The Aidoo-Snyder Book Prize, awarded by the Women's Caucus of the African Studies Association for an outstanding book published by a woman that prioritizes African women's experiences, is named in honour of Ama Ata Aidoo and of Margaret C. Snyder, who was the founding director of UNIFEM.

In 2016, Aidoo's plays The Dilemma of a Ghost and Anowa were included as African Drama selections in the Cambridge International Examinations.

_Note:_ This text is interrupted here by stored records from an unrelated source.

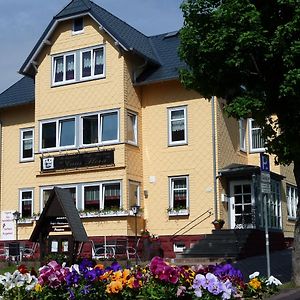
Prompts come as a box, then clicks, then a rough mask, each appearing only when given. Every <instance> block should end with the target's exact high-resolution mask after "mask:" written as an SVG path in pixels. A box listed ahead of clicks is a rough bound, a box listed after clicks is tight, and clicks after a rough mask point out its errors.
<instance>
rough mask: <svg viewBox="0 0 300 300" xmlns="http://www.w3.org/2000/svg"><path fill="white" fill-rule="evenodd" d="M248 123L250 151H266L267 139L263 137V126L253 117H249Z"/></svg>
mask: <svg viewBox="0 0 300 300" xmlns="http://www.w3.org/2000/svg"><path fill="white" fill-rule="evenodd" d="M248 124H249V126H248V128H249V144H250V152H263V151H265V146H264V145H265V140H264V139H263V137H262V130H261V128H260V127H259V125H257V123H256V122H255V120H253V119H249V121H248Z"/></svg>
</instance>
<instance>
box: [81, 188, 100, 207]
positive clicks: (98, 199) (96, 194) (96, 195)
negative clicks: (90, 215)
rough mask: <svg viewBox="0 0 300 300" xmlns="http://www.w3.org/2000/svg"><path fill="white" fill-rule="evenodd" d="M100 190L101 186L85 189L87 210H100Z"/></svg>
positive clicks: (84, 204)
mask: <svg viewBox="0 0 300 300" xmlns="http://www.w3.org/2000/svg"><path fill="white" fill-rule="evenodd" d="M99 205H100V188H99V186H87V187H85V188H84V207H85V210H99Z"/></svg>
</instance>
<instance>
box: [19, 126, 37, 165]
mask: <svg viewBox="0 0 300 300" xmlns="http://www.w3.org/2000/svg"><path fill="white" fill-rule="evenodd" d="M26 131H31V132H32V138H27V139H24V138H23V133H24V132H26ZM24 140H32V156H31V157H26V158H23V150H24V149H23V142H24ZM30 161H34V127H29V128H21V129H20V162H30Z"/></svg>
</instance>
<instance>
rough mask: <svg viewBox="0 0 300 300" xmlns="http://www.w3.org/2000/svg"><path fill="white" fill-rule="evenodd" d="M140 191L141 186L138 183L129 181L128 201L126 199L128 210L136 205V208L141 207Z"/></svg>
mask: <svg viewBox="0 0 300 300" xmlns="http://www.w3.org/2000/svg"><path fill="white" fill-rule="evenodd" d="M140 190H141V184H140V183H139V182H136V181H131V180H129V199H128V208H129V209H130V208H131V207H132V206H134V205H138V206H140V205H141V202H140V197H141V196H140Z"/></svg>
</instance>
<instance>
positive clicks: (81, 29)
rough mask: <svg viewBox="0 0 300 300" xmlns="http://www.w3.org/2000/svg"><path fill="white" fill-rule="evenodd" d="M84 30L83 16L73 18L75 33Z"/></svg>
mask: <svg viewBox="0 0 300 300" xmlns="http://www.w3.org/2000/svg"><path fill="white" fill-rule="evenodd" d="M82 32H83V18H82V17H81V18H76V19H74V20H73V34H78V33H82Z"/></svg>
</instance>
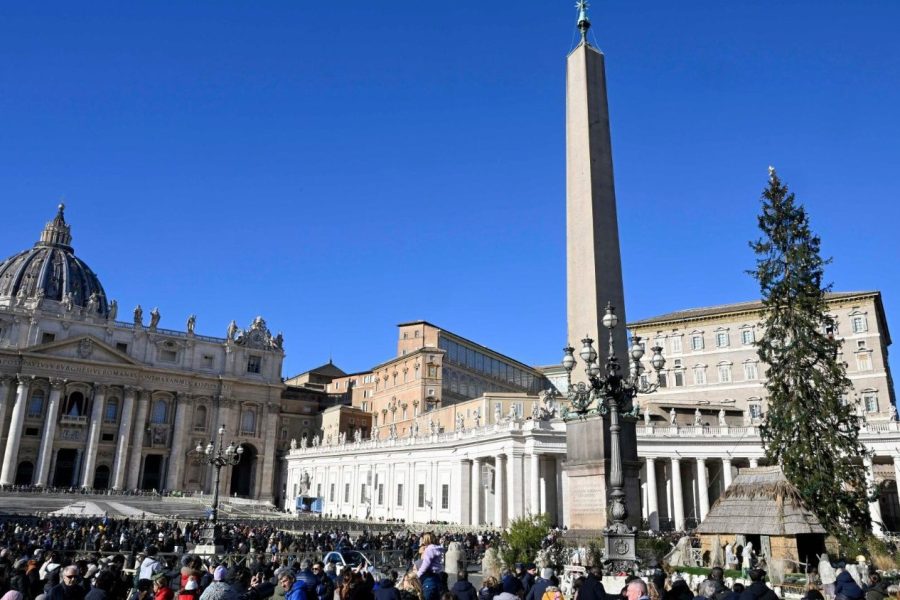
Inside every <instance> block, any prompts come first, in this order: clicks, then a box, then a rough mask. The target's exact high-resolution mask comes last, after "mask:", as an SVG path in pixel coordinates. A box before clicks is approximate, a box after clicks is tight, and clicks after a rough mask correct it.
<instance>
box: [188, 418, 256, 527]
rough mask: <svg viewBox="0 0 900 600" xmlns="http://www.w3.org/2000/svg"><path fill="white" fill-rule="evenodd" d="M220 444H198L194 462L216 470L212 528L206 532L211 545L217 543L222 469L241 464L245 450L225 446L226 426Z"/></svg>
mask: <svg viewBox="0 0 900 600" xmlns="http://www.w3.org/2000/svg"><path fill="white" fill-rule="evenodd" d="M218 433H219V438H218V442H217V441H216V439H215V438H213V440H212V441H210V442H209V443H208V444H207V445H206V447H205V448H204V446H203V444H202V443H198V444H197V447H196V448H195V449H194V451H195V454H194V461H195V462H196V463H197V464H199V465H212V467H213V468H214V469H215V470H216V483H215V485H214V486H213V505H212V512H210V515H209V520H210V524H211V525H212V527H207V528H206V530H205V532H204V538H205V541H208V543H210V544H214V543H215V530H216V525H217V524H218V521H219V482H220V480H221V477H222V467H225V466H234V465H236V464H238V463H239V462H241V455H242V454H243V453H244V448H243V447H242V446H241V445H240V444H237V445H235V443H234V442H231V443H230V444H228V446H227V447H226V446H225V426H224V425H222V426H221V427H219V432H218Z"/></svg>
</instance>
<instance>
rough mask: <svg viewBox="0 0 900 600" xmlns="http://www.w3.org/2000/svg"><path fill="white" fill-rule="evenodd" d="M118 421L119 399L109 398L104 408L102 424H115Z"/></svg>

Launched in March 2017, the Ama Ata Aidoo Centre for Creative Writing (Aidoo Centre), under the auspices of the Kojo Yankah School of Communications Studies at the African University College of Communications (AUCC) in Adabraka, Accra, was named in her honour—the first centre of its kind in West Africa, with Nii Ayikwei Parkes as its director.

== Selected works ==
- The Dilemma of a Ghost (play), Accra: Longman, 1965. New York: Macmillan, 1971.
- Anowa (play based on a Ghanaian legend), London: Longman, 1970. New York: Humanities Press, 1970.
- No Sweetness Here: A Collection of Short Stories, London: Longman, 1970. New York: Doubleday.
- Our Sister Killjoy: or Reflections from a Black-eyed Squint (novel), Longman, 1977.
- Someone Talking to Sometime (poetry collection), Harare: College Press, 1986.
- The Eagle and the Chickens and Other Stories (for children), Enugu: Tana Press, 1986.
- Birds and Other Poems, Harare: College Press, 1987.
- An Angry Letter in January (poems), Coventry: Dangaroo Press, 1992,
- Changes: A Love Story (novel), London: The Women's Press, 1991. New York: Feminist Press at the City University of New York, 1993.
- The Girl Who Can and Other Stories, Accra: Sub-Saharan Publishers, ISBN 978-0435910136; Heinemann African Writers Series, 1997.
- Diplomatic Pounds & Other Stories, Ayebia Clarke Publishing, 2012, ISBN 978-0956240194.

===As editor===
- African Love Stories: An Anthology, Ayebia Clarke Publishing, 2006. ISBN 978-0-9547023-6-6.